I glance in his direction, but not long enough to discern his features. “State your business, soldier.”
“Sir,” he says, “I’ve been instructed to inform you that the supreme commander requests your presence in his quarters for dinner at twenty-hundred hours.”
“Consider your message received.” I move to unlock my door.
He steps forward, blocking my path.
I turn to face him.
He’s standing less than a foot away from me: an implicit act of disrespect; a level of comfort even Delalieu does not allow himself. But unlike my men, the sycophants who surround my father consider themselves lucky. Being a member of the supreme commander’s elite guard is considered a privilege and an honor. They answer to no one but him.
And right now, this soldier is trying to prove he outranks me.
He’s jealous of me. He thinks I’m unworthy of being the son of the supreme commander of The Reestablishment. It’s practically written on his face.
I have to stifle my impulse to laugh as I take in his cold gray eyes and the black pit that is his soul. He wears his sleeves rolled up above his elbows, his military tattoos clearly defined and on display. The concentric black bands of ink around his forearms are accented in red, green, and blue, the only sign on his person to indicate that he is a soldier highly elevated in rank. It’s a sick branding ritual I’ve always refused to be a part of.
The soldier is still staring at me.
I incline my head in his direction, raise my eyebrows.
“I am required,” he says, “to wait for verbal acceptance of this invitation.”

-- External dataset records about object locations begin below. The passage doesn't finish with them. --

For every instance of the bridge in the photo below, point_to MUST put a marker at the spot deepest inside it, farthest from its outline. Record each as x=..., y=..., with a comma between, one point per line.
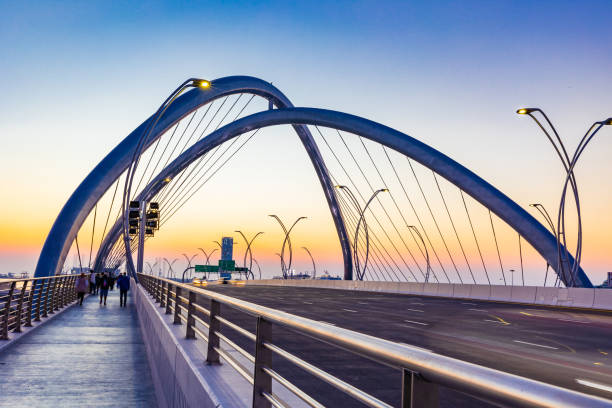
x=428, y=312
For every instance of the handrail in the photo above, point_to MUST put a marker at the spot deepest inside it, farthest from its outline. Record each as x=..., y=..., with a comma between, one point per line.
x=426, y=370
x=25, y=300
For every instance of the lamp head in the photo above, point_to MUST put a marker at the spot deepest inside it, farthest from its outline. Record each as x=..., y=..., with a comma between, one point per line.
x=201, y=83
x=526, y=111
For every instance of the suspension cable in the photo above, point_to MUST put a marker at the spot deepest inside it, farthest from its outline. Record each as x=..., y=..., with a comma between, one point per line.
x=497, y=247
x=475, y=239
x=453, y=225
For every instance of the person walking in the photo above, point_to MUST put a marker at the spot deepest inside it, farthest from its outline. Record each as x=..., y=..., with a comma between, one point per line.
x=81, y=285
x=92, y=283
x=104, y=285
x=123, y=282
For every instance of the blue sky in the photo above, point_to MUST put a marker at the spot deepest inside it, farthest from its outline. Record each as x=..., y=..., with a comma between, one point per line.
x=79, y=76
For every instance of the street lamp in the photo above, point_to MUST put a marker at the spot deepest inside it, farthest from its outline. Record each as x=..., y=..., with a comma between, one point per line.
x=131, y=171
x=170, y=270
x=286, y=267
x=314, y=268
x=248, y=250
x=416, y=231
x=570, y=178
x=207, y=255
x=361, y=273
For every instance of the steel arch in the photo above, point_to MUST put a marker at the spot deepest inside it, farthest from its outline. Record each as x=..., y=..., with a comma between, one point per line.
x=92, y=188
x=513, y=214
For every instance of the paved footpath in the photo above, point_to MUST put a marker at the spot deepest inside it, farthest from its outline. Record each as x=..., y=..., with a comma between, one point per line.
x=89, y=356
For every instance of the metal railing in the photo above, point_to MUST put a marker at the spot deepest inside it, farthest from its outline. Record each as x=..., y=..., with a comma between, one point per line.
x=423, y=372
x=25, y=300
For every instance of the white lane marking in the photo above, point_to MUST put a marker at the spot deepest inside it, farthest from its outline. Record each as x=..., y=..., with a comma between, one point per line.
x=573, y=321
x=421, y=323
x=537, y=345
x=592, y=384
x=417, y=347
x=494, y=321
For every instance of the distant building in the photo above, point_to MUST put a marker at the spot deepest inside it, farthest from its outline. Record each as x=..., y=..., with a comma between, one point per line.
x=227, y=248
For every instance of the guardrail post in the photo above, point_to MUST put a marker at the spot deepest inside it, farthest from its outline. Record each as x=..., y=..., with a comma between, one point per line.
x=17, y=328
x=177, y=302
x=7, y=311
x=31, y=304
x=417, y=392
x=53, y=283
x=39, y=300
x=162, y=301
x=190, y=334
x=212, y=357
x=168, y=299
x=157, y=291
x=262, y=382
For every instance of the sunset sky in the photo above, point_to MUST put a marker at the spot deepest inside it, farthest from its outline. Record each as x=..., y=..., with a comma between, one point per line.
x=78, y=77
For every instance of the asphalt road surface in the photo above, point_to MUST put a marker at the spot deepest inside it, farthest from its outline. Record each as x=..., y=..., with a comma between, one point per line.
x=566, y=347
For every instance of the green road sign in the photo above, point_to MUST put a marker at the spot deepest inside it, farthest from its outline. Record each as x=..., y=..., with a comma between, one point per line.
x=225, y=265
x=206, y=268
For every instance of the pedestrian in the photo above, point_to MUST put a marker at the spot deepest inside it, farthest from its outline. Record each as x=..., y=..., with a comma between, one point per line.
x=97, y=283
x=104, y=285
x=92, y=283
x=81, y=285
x=123, y=282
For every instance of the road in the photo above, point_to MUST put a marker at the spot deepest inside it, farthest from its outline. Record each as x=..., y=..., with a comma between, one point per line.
x=565, y=347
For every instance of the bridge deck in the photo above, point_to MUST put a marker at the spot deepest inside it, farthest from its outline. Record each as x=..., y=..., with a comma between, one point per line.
x=90, y=355
x=554, y=345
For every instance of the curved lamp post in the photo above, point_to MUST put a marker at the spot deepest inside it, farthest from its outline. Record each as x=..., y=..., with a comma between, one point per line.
x=314, y=268
x=248, y=250
x=188, y=265
x=361, y=211
x=569, y=165
x=412, y=228
x=286, y=267
x=131, y=171
x=207, y=255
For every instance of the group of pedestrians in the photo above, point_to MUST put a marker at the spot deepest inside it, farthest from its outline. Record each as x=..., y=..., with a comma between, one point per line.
x=101, y=283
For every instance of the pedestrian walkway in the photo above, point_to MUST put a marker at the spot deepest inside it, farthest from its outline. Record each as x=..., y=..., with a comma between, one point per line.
x=89, y=356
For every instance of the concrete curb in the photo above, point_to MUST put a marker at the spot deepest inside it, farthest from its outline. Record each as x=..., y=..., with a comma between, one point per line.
x=575, y=298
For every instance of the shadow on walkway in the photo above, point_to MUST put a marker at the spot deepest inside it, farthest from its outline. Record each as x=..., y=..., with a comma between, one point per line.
x=90, y=355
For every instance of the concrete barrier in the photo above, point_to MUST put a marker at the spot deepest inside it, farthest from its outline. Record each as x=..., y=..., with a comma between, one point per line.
x=462, y=291
x=501, y=293
x=577, y=297
x=572, y=297
x=524, y=294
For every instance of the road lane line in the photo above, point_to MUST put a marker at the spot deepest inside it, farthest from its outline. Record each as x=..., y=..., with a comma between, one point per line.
x=537, y=345
x=417, y=347
x=421, y=323
x=573, y=321
x=593, y=384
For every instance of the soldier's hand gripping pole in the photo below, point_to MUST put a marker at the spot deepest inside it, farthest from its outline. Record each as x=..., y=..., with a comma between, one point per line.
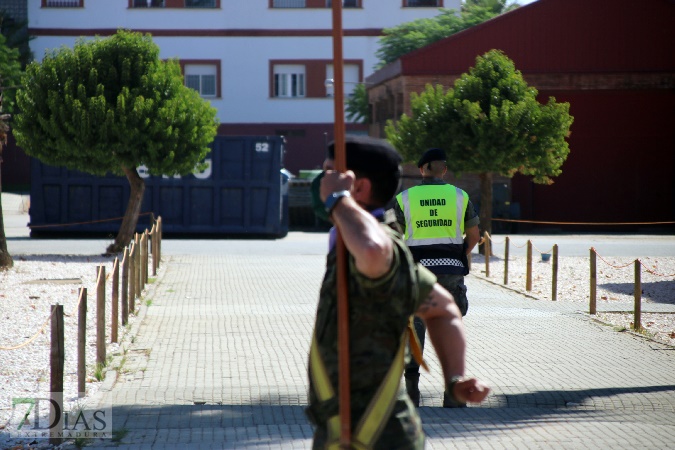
x=343, y=300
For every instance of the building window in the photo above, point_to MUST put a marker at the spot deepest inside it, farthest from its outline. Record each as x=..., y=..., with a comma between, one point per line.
x=62, y=3
x=174, y=3
x=202, y=78
x=345, y=4
x=351, y=74
x=288, y=4
x=289, y=80
x=148, y=4
x=424, y=3
x=200, y=3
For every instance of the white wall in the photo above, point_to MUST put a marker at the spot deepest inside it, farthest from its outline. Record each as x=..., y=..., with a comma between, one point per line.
x=244, y=60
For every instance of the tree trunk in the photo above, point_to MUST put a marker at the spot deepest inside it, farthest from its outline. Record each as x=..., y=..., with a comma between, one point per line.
x=130, y=220
x=6, y=260
x=485, y=213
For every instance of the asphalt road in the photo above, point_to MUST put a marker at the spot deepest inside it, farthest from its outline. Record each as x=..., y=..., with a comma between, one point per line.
x=311, y=243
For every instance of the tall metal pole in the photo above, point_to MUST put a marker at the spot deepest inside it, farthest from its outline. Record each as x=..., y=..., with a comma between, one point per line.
x=342, y=293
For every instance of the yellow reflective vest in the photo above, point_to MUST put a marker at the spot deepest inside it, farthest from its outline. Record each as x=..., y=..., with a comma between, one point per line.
x=434, y=226
x=434, y=214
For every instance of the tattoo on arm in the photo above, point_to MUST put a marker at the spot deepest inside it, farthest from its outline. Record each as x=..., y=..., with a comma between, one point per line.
x=429, y=303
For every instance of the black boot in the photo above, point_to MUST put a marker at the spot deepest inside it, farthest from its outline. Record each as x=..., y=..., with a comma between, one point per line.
x=411, y=385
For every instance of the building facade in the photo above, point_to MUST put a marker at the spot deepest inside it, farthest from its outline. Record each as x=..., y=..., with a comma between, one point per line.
x=262, y=63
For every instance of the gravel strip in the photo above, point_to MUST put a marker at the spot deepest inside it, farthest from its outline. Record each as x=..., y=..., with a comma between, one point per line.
x=615, y=286
x=27, y=292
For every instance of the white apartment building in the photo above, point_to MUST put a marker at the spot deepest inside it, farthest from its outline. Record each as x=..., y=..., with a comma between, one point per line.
x=262, y=63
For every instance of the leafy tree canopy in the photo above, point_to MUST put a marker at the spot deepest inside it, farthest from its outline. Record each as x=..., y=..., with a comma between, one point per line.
x=490, y=122
x=409, y=36
x=109, y=104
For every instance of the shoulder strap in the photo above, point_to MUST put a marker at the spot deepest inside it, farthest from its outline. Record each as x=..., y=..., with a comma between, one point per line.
x=379, y=409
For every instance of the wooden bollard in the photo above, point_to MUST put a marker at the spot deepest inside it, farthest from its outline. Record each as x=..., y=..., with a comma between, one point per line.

I take a moment to consider my choices, which are none.
I, like
the rest of the puppets in this world, am entirely subservient to my father’s will. It’s a truth I’m forced to contend with every day: that I’ve never been able to stand up to the man who has his fist clenched around my spine.
It makes me hate myself.
I meet the soldier’s eyes again and wonder, for a fleeting moment, if he has a name, before I realize I couldn’t possibly care less. “Consider it accepted.”
“Yes, s—”
“And next time, soldier, you will not step within five feet of me without first asking permission.”
He blinks, stunned. “Sir, I—”
“You are confused.” I cut him off. “You assume your work with the supreme commander grants you immunity from rules that govern the lives of other soldiers. Here, you are mistaken.”
His jaw tenses.
“Never forget,” I say, quietly now, “that if I wanted your job, I could have it. And never forget that the man you so eagerly serve is the same man who taught me how to fire a gun when I was nine years old.”
His nostrils flare. He stares straight ahead.
“Deliver your message, soldier. And then memorize this one: do not ever speak to me again.”
His eyes are focused on a point directly behind me now, his shoulders rigid.
I wait.
His jaw is still tight. He slowly lifts his hand in salute.
“You are dismissed,” I say.
I lock my bedroom door behind me and lean against it. I need just a moment. I reach for the bottle I left on my nightstand and shake out two of the square pills; I toss them into my mouth, closing my eyes as they dissolve. The darkness behind my eyelids is a welcome relief.
Until the memory of her face forces itself into my consciousness.